AsyncDoFn

Scio’s BaseAsyncDoFn provides standard handling for sending asynchronous requests and capturing the responses for a bundle of pipeline elements. BaseAsyncDoFn is a subclass of DoFnWithResource which handles the creation and re-use of client classes. Scio provides several future-specific subclasses to choose from depending on the return type of the client:

BaseAsyncDoFn will wait for all futures for all bundle elements to be returned before completing the bundle. A failure of any request for an item in the bundle will cause the entire bundle to be retried. Requests should therefore be idempotent.

Given this Guava-based mock client:

import com.google.common.util.concurrent.{ListenableFuture, Futures}

case class MyClient(value: String) {
  def request(i: Int): ListenableFuture[String] = Futures.immediateFuture(s"$value$i")
}

For client which returns a ListenableFuture, a custom DoFn can be defined using GuavaAsyncDoFn. Note the configured ResourceType, which will re-use the client for all threads on a worker, see ResourceType for more details.
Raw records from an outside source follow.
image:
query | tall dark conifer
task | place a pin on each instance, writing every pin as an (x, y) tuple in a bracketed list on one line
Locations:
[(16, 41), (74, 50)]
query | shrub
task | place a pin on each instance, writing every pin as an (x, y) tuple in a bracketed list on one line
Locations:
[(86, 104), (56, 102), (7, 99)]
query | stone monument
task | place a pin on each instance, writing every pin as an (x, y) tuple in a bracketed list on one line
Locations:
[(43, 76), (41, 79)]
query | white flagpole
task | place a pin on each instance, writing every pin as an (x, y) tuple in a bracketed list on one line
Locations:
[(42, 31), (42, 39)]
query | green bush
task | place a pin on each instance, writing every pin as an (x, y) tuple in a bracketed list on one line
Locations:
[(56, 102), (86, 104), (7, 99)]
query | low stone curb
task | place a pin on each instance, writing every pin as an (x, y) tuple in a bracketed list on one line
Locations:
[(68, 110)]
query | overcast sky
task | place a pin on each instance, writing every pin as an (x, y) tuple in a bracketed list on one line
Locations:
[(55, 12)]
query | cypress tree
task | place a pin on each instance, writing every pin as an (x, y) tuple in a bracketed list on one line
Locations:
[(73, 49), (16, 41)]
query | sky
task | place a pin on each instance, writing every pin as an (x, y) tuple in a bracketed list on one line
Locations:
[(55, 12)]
import com.spotify.scio.transforms._
import com.spotify.scio.transforms.DoFnWithResource.ResourceType
import com.spotify.scio.values.SCollection
import org.apache.beam.sdk.transforms.ParDo

class MyDoFn() extends GuavaAsyncDoFn[Int, String, MyClient] {
  override def getResourceType: ResourceType = ResourceType.PER_CLASS
  override def createResource(): MyClient = MyClient("foo")
  override def processElement(input: Int): ListenableFuture[String] =
    getResource.request(input)
}

val elements: SCollection[Int] = ???
val result: SCollection[String] = elements.applyTransform(ParDo.of(new MyDoFn()))